Gramm Wrong, Again, on CRA

In an effort to undercut future public investment in the nation’s infrastructure, Phil Gramm, former chair of the Senate Banking Committee and currently with the Swiss bank UBS, once again […]

In an effort to undercut future public investment in the nation’s infrastructure, Phil Gramm, former chair of the Senate Banking Committee and currently with the Swiss bank UBS, once again trots out the long-discredited notion that the recent financial crisis was caused by the Community Reinvestment Act and other federal efforts to encourage lending to credit-worthy borrowers in traditionally underserved markets. In making this connection, he claims, “The U.S. and Europe are lowering capital standards for ‘investments’ in public infrastructure—ignoring the lessons from 2007-08.”

Some arguments apparently never die, no matter how much evidence contradicts them.

In his Wall Street Journal op-ed, “The Subprime Superhighway,” Gramm asserts, “President Clinton’s financial regulators used the CRA to force banks to make subprime loans.” But, as has frequently been reported, the Federal Reserve found that just 6 percent of high-priced loans (a proxy for subprime loans) were CRA related. The Fed also found that the delinquency rate of CRA-related loans was less than half the rate for all loans in lower-income neighborhoods. In other words, it was loans made by lenders not covered by the CRA that created the crisis.

Gramm also claims that HUD used CRA “to force Fannie Mae and Freddie Mac and banks to serve government goals” by purchasing loans in underserved communities.
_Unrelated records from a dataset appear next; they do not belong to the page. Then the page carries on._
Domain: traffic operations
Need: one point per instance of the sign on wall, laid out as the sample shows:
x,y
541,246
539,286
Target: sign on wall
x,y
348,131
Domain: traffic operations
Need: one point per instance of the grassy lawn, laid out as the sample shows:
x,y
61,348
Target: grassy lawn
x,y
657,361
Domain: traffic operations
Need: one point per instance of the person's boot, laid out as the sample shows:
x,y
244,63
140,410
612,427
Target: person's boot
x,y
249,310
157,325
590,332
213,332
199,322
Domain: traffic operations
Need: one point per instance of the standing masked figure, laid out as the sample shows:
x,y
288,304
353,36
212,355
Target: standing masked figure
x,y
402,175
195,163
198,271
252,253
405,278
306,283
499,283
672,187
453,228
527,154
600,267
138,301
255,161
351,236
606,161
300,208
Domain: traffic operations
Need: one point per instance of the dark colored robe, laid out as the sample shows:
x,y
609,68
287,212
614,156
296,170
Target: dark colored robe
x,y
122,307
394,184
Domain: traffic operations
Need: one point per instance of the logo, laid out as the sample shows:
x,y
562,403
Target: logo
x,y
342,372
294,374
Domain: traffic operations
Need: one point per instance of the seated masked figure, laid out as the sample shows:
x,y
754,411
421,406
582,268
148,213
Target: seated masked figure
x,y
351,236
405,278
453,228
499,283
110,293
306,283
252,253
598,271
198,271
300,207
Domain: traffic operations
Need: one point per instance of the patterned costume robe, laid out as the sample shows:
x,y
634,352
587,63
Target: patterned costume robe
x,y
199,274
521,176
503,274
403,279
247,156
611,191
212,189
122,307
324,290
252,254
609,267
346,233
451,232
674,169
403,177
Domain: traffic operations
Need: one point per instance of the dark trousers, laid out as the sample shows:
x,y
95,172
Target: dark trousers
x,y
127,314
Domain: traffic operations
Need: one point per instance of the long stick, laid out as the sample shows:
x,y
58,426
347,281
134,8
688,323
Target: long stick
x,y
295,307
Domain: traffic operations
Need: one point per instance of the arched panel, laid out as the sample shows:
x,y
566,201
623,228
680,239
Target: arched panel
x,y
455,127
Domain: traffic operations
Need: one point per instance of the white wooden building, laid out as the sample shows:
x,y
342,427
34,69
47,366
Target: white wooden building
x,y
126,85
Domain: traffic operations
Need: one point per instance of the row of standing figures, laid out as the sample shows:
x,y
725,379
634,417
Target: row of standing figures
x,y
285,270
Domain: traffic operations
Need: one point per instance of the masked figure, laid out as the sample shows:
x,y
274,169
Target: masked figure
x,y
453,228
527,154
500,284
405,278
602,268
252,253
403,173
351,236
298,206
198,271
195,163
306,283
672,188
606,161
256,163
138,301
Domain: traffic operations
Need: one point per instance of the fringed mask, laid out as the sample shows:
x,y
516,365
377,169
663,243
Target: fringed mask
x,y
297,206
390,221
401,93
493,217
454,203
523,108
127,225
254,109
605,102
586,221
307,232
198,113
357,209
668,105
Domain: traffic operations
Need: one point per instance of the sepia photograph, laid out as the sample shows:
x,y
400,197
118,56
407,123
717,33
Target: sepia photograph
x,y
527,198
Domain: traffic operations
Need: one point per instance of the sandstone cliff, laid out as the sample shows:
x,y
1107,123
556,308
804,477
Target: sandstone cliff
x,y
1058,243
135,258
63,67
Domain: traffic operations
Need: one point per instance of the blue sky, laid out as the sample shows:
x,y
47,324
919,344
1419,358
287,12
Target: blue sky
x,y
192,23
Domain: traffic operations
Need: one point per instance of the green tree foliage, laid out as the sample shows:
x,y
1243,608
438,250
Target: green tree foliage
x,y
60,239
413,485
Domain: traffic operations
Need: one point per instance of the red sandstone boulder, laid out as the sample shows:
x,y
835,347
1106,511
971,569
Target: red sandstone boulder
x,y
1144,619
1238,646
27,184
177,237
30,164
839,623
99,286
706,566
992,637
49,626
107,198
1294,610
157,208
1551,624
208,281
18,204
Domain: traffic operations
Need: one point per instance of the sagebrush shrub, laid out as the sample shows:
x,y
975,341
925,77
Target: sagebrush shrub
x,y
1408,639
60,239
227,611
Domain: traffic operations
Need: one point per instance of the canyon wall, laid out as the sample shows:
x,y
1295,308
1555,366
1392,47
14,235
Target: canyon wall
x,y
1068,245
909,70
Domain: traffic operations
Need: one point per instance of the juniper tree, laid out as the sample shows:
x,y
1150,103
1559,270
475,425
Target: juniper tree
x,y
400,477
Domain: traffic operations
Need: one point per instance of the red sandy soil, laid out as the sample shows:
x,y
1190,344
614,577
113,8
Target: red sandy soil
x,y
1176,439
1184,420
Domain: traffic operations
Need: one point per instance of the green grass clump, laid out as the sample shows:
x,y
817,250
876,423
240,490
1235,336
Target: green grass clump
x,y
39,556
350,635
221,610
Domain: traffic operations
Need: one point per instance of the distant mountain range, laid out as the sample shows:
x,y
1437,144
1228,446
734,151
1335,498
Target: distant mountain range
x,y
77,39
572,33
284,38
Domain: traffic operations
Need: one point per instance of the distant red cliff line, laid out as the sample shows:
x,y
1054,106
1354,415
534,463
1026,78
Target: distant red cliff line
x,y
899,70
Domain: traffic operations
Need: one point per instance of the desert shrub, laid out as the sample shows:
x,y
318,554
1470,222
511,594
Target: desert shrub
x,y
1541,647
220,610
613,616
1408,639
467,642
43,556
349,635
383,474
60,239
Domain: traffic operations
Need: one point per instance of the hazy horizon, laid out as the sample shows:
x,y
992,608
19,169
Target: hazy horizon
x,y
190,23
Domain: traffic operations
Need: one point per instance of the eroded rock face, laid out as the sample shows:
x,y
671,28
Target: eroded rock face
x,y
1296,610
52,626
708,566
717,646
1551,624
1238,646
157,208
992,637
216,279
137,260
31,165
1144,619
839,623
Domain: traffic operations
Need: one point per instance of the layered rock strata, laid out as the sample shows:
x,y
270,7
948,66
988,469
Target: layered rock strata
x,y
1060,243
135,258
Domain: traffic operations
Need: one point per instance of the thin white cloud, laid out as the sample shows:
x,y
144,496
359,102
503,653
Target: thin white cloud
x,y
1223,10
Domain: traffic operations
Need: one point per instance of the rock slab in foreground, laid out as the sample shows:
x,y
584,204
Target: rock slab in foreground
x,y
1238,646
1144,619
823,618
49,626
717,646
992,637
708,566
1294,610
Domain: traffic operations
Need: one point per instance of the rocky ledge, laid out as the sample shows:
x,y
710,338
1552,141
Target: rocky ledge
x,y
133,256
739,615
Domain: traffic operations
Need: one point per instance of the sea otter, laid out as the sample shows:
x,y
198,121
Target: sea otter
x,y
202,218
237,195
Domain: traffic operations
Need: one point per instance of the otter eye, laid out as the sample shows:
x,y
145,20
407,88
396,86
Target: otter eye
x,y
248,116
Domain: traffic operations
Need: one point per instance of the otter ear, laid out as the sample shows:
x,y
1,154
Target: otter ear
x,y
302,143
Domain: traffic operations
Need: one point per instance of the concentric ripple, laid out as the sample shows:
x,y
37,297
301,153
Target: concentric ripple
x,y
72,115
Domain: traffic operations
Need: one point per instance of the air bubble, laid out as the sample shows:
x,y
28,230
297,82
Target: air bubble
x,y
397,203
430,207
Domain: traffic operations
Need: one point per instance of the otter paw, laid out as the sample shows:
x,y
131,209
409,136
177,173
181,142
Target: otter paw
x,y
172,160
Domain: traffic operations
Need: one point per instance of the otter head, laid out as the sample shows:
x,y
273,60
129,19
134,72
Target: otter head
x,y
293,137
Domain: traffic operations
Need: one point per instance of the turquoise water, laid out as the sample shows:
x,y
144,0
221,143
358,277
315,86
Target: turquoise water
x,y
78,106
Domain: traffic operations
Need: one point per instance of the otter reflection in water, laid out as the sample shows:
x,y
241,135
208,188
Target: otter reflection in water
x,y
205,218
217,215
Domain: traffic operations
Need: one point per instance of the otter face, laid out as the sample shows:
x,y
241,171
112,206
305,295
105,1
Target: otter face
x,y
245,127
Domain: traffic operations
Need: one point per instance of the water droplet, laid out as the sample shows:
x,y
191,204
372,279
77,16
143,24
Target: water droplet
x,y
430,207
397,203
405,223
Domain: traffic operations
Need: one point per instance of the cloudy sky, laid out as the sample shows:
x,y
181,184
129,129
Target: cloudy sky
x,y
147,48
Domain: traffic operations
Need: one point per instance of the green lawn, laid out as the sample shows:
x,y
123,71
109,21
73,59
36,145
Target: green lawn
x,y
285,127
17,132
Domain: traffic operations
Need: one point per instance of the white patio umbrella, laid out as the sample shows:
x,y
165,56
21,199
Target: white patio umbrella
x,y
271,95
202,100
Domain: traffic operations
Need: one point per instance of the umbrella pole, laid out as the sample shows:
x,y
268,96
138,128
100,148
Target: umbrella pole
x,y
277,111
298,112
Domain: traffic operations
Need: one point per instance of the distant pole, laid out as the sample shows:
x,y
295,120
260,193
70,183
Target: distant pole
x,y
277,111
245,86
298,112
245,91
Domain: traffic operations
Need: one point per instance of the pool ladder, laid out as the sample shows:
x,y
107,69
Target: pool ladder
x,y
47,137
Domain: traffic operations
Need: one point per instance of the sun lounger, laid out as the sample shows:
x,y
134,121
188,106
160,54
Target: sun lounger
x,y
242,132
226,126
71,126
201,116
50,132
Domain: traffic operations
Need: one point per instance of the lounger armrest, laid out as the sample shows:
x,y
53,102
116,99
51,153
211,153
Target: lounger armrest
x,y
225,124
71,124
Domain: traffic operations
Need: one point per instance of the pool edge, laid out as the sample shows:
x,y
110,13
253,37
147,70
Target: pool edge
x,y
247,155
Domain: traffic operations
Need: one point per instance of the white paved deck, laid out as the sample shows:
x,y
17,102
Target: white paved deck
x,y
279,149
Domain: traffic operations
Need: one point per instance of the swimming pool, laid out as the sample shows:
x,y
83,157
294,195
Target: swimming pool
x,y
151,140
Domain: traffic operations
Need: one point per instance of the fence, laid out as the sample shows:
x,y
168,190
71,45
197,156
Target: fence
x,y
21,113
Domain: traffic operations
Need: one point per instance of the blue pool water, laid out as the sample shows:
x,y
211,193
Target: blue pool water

But Fannie and Freddie did not start buying subprime loans until 2006, long after the crisis was underway. And, of course, the CRA was enacted in 1977, long before the Great Recession. In fact, as Fed researchers concluded, “the current best evidence suggests that the CRA was not a significant contributor to the financial crisis.”

Hopefully, stronger—and more accurate—evidence than this will be used to determine public infrastructure investment activity.